Sean Clark

Personal information
- Full name: Sean Clark
- Date of birth: 10 December 1980 (age 44)
- Place of birth: Coatbridge, Scotland
- Position: Defender

Senior career*
- Years: Team / Apps / (Gls)
- 1997-1998: Albion Rovers / 1 / (0)
- 1999-2000: Livingston / 2 / (0)
- 1999-2000: → Montrose (loan) / 8 / (0)
- 2000-2001: Albion Rovers / 22 / (0)
- 2001-?: Cumnock Juniors

= Sean Clark (footballer, born 1980) =

Scottish footballer (born 1979)

Sean Clark (born 10 December 1980) is a Scottish former footballer who played as a defender for Albion Rovers and Livingston.

==Career==
===Albion Rovers and Livingston===
Clark began his career at Albion Rovers and made one appearance before signing for Livingston in 1999. His time at the Almondvale Stadium was just one season long, where he made 2 appearances. One of those appearances was in a 2–0 win against Airdrieonians on 6 May 2000. He assisted David Bingham who scored the opening goal.
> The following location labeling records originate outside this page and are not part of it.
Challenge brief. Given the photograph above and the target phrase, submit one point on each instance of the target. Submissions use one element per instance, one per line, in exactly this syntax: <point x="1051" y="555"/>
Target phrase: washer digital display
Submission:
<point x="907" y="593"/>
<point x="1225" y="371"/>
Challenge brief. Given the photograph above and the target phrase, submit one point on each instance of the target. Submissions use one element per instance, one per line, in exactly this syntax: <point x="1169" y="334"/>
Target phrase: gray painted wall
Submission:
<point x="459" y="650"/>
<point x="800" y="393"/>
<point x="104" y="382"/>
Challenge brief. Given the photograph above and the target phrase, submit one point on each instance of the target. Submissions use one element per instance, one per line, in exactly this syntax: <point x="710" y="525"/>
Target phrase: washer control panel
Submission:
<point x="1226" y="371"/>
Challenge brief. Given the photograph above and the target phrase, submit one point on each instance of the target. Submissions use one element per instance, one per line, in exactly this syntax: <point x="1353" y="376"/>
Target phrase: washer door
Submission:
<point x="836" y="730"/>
===Montrose and return to Albion Rovers===
The defender struggled to break into a Livingston first team which was bolstered with seasoned pro's such as Brian McPhee, David Bingham and John Robertson. He had a short loan spell at Montrose where he made 8 appearances during the remainder of the 1999–2000 season.

In 2000, Clark was brought back to his first club Albion Rovers by then manager John McVeigh. He made 22 appearances during his second spell for the Wee Rovers and left the club at the end of the 2000–2001 season.

===Cumnock Juniors===
Clark moved into the junior leagues and signed for Cumnock Juniors in 2001.